On comprend mieux ainsi que la revendication de la judiciarisation de l’hospitalisation sans consentement ait été portée par le GIA dès 1979, et de façon plus systématique à partir de 1982 où cette revendication devient un thème programmatique essentiel de cette association. On comprend aussi que cette thématique, et cette revendication, de la judiciarisation pleine et entière du placement d’office, avec débat public et contradictoire, n’ait pas été portée par des professionnels de la psychiatrie, si antipsychiatriques qu’ils aient pu être, mais bien par le GIA, sous les arguments et les rédactions de Philippe Bernardet, sur le fond de l’expérience qu’acquiert progressivement le Groupe information asiles du contentieux de l’internement psychiatrique arbitraire.

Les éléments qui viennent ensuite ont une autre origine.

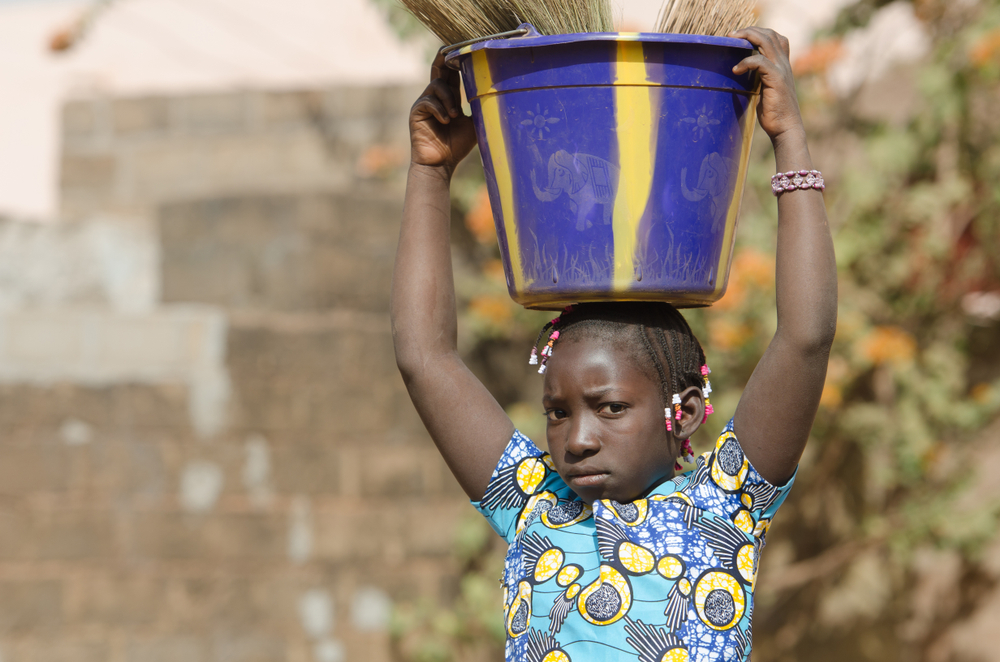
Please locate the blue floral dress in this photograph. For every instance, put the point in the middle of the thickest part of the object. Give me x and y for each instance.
(666, 578)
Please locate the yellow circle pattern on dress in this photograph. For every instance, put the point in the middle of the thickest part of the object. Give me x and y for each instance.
(532, 504)
(585, 512)
(607, 599)
(675, 655)
(530, 474)
(670, 567)
(719, 599)
(548, 564)
(636, 559)
(728, 452)
(569, 574)
(744, 521)
(745, 562)
(519, 615)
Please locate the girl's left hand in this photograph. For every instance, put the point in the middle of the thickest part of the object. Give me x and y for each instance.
(778, 111)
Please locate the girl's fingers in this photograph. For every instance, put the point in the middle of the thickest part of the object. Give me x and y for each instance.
(769, 42)
(431, 106)
(757, 62)
(441, 71)
(448, 95)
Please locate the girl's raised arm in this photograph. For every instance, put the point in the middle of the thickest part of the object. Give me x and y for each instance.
(780, 401)
(469, 427)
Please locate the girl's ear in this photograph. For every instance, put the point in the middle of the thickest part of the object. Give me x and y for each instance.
(692, 412)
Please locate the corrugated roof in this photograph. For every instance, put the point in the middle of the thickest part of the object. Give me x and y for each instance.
(173, 46)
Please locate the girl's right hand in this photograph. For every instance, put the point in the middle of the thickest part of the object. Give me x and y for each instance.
(440, 134)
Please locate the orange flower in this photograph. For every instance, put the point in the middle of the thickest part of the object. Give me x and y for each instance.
(494, 271)
(986, 49)
(750, 268)
(479, 220)
(833, 391)
(726, 335)
(819, 57)
(832, 396)
(495, 308)
(889, 344)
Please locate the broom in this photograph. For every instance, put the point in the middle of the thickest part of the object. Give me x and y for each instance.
(455, 21)
(712, 17)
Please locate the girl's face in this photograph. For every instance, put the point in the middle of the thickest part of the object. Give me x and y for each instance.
(606, 428)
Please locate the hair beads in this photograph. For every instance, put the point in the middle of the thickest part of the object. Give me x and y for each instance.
(547, 349)
(706, 389)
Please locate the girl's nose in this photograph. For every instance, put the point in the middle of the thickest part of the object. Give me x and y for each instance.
(583, 439)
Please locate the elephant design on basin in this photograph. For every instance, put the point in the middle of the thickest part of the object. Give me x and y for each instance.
(587, 180)
(714, 178)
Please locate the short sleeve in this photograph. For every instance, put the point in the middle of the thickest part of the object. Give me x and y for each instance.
(726, 483)
(522, 474)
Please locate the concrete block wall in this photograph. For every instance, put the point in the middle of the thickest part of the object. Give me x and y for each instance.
(128, 155)
(221, 465)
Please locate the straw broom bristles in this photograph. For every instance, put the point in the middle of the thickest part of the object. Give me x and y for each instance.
(712, 17)
(454, 21)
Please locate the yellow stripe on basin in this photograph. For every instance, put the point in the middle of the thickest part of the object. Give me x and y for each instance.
(489, 102)
(635, 129)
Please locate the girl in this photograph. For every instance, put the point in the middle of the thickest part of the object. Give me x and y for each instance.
(612, 556)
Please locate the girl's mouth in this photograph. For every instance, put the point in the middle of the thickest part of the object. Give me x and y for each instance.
(588, 480)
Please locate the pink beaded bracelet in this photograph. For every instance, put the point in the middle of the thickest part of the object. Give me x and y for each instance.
(797, 179)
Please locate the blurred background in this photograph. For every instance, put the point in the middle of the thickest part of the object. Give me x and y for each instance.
(206, 453)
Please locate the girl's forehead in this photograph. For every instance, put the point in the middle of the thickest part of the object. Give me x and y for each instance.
(602, 358)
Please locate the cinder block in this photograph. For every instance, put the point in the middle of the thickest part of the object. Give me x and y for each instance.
(30, 607)
(288, 252)
(89, 171)
(160, 343)
(428, 526)
(38, 468)
(109, 595)
(142, 115)
(248, 647)
(299, 108)
(68, 651)
(177, 648)
(72, 535)
(310, 466)
(214, 113)
(214, 536)
(393, 471)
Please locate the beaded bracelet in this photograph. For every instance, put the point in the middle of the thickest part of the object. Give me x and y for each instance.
(797, 179)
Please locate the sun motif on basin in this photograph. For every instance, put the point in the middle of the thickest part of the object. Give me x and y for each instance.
(538, 121)
(702, 123)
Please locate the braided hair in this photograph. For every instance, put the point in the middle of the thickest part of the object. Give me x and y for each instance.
(652, 332)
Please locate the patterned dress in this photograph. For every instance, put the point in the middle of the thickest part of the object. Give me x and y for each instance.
(666, 578)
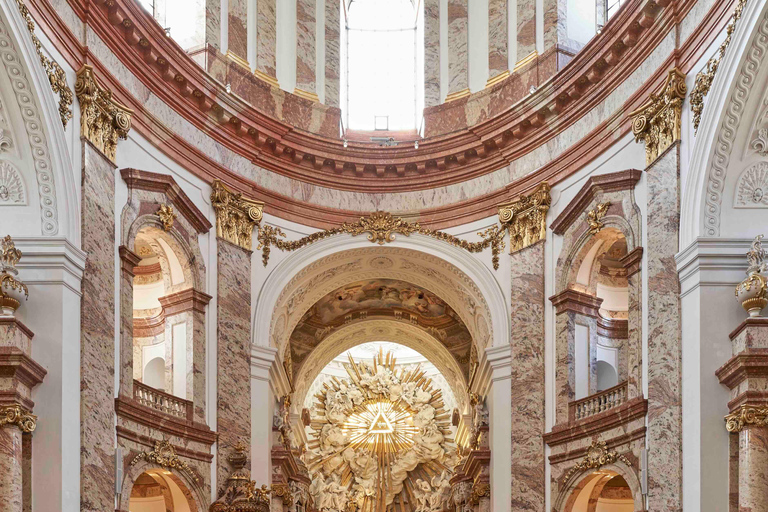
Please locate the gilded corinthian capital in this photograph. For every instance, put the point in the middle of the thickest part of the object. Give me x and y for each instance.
(236, 216)
(657, 122)
(102, 119)
(17, 415)
(526, 218)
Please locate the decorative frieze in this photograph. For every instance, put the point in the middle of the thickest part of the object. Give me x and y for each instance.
(236, 216)
(102, 119)
(526, 218)
(746, 416)
(17, 415)
(658, 121)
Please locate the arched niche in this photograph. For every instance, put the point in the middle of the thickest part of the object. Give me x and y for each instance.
(459, 278)
(394, 331)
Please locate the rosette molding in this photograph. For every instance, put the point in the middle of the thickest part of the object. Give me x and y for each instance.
(102, 119)
(658, 122)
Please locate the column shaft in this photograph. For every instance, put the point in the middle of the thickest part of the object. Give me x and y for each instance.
(458, 69)
(233, 358)
(431, 52)
(528, 482)
(97, 347)
(498, 40)
(753, 469)
(664, 351)
(306, 56)
(11, 494)
(266, 37)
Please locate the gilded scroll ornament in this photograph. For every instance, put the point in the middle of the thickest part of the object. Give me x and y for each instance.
(56, 75)
(658, 121)
(167, 216)
(103, 121)
(746, 416)
(164, 455)
(595, 217)
(597, 456)
(9, 257)
(526, 218)
(706, 76)
(17, 415)
(236, 216)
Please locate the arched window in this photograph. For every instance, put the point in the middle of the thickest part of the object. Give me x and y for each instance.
(379, 65)
(183, 20)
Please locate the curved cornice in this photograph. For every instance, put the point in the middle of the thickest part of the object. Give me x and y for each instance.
(168, 72)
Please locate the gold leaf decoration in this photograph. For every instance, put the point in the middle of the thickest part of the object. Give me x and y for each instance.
(56, 75)
(103, 121)
(706, 76)
(658, 121)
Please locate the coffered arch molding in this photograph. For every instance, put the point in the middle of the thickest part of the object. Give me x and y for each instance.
(379, 329)
(57, 182)
(457, 277)
(739, 78)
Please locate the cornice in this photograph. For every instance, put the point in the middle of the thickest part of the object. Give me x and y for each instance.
(622, 180)
(165, 184)
(578, 302)
(439, 161)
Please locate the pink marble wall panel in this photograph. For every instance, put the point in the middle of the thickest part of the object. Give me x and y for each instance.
(234, 340)
(97, 347)
(332, 52)
(266, 36)
(526, 27)
(664, 358)
(458, 68)
(306, 56)
(11, 495)
(213, 23)
(237, 28)
(528, 481)
(753, 469)
(431, 52)
(497, 37)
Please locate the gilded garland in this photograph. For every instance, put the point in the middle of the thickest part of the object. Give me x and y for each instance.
(56, 75)
(380, 441)
(706, 76)
(524, 219)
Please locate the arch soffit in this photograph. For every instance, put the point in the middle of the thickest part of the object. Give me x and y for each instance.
(579, 477)
(196, 495)
(394, 331)
(56, 182)
(460, 279)
(740, 69)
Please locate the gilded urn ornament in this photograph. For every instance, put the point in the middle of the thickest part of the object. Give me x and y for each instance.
(752, 292)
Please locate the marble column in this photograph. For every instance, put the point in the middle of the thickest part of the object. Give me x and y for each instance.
(233, 358)
(431, 52)
(97, 328)
(266, 40)
(526, 29)
(332, 52)
(664, 331)
(213, 23)
(498, 40)
(753, 469)
(306, 52)
(237, 30)
(527, 299)
(128, 260)
(458, 49)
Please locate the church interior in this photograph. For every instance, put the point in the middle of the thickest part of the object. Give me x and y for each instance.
(383, 256)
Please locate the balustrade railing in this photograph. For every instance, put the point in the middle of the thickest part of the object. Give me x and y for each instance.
(597, 403)
(161, 401)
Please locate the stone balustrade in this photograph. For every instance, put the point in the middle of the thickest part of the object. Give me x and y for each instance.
(161, 401)
(597, 403)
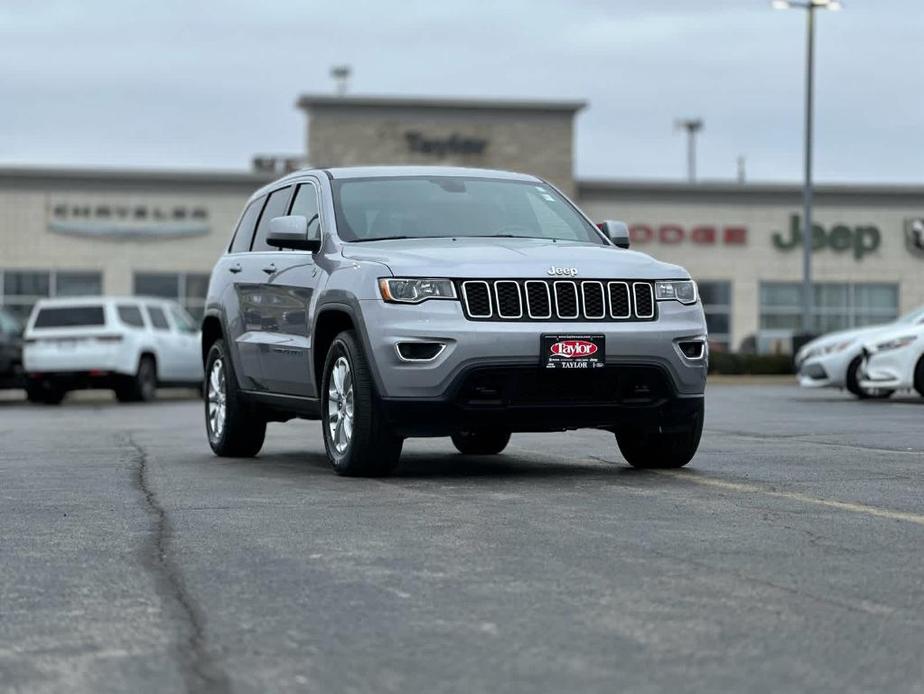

Précisons encore, pour clarifier ce sujet que la première proposition de réforme de l’internement psychiatrique dans le sens d’une judiciarisation, formulée par le Groupe information asiles, date du 2 mars 1982. Elle est émise par le GIA, pour un texte de synthèse coordonné par le Dr Bernard Chouraqui, psychiatre [7], dans le cadre de la mission confiée par le Ministre de la santé communiste M. Jack Ralite, au Dr Jean Demay, lui-même psychiatre au CHS Charles-Perrens de Bordeaux, afin d’envisager une réforme de la loi du 30 juin 1838. Le GIA dans cette proposition de réforme prône l’abrogation du placement volontaire (actuelle mesure de soins sur demande d’un tiers), et la judiciarisation du placement d’office, avec comparution du futur interné devant la première chambre civile du tribunal de grande instance couvrant l’établissement d’accueil statuant en formation collégiale, et organisation d’un débat public et contradictoire. Cette comparution devant se faire après un maximum de quatre jours de garde à vue préalable. La décision de placement judiciaire étant renouvelable au bout de trois mois selon les mêmes modalités que la décision judiciaire initiale. Cette proposition sera reprise et systématisée en mai 1989, par le GIA, sous la rédaction de Philippe Bernardet en tant que contre-proposition par rapport au projet de loi du Ministre Claude Evin, déposé à la présidence de l’Assemblée nationale en novembre 1989, en même temps que « Les dossiers noirs de l’internement psychiatrique » de Philippe Bernardet étaient publiés chez Fayard [8].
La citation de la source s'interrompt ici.